Great interest exists in developing a transgenic trait that controls the economically important soybean (Glycine max) pest, soybean cyst nematode (SCN, Heterodera glycines), due to its adaptation to native resistance. Soybean plants expressing the Bacillus thuringiensis delta-endotoxin, Cry14Ab, were recently demonstrated to control SCN in both growth chamber and field testing. In that communication, ingestion of the Cry14Ab toxin by SCN second stage juveniles (J2) was demonstrated using fluorescently labeled Cry14Ab in an in vitro assay.

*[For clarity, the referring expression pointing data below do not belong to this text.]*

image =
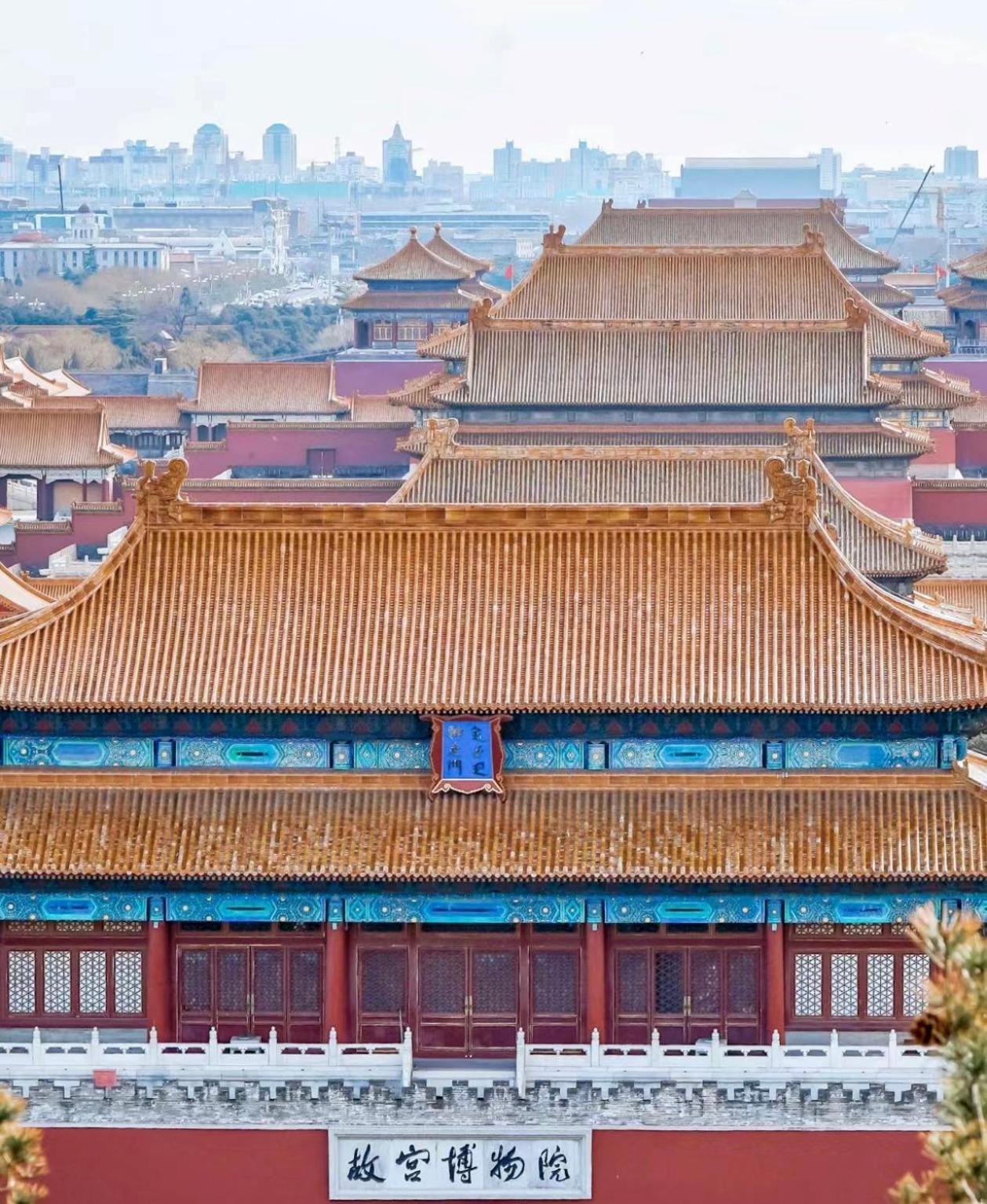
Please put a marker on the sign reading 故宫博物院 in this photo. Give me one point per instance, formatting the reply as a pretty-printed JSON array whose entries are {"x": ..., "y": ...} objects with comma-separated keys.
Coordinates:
[
  {"x": 475, "y": 1165},
  {"x": 468, "y": 754}
]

Here, we show that consistent with expectations for a Cry toxin, Cry14Ab has a mode-of-action unique from the native resistance sources Peking and PI 88788. Further, we demonstrate in planta the ingestion and localization of the Cry14Ab toxin in the midgut of nematodes feeding on roots expressing Cry14Ab, using immunogold labeling and transmission electron microscopy. We observed immunolocalization of the toxin and resulting intestinal damage primarily in the microvillus-like (MvL)-containing region of the midgut intestine, but not in nematodes feeding on roots lacking toxin. This demonstrated that Cry14Ab was taken up by the J2 SCN, presumably through the feeding tube within the plant root cell that serves as its feeding site. This suggests that relatively large proteins can be taken up through the feeding tube. Electron microscopy showed that Cry14Ab caused lysis of the midgut MvL membrane, and eventual degradation of the MvL and the lysate, forming particulate aggregates. The accumulated electron dense aggregate in the posterior midgut intestine was not observed in SCN in non-Cry14Ab expressing plants.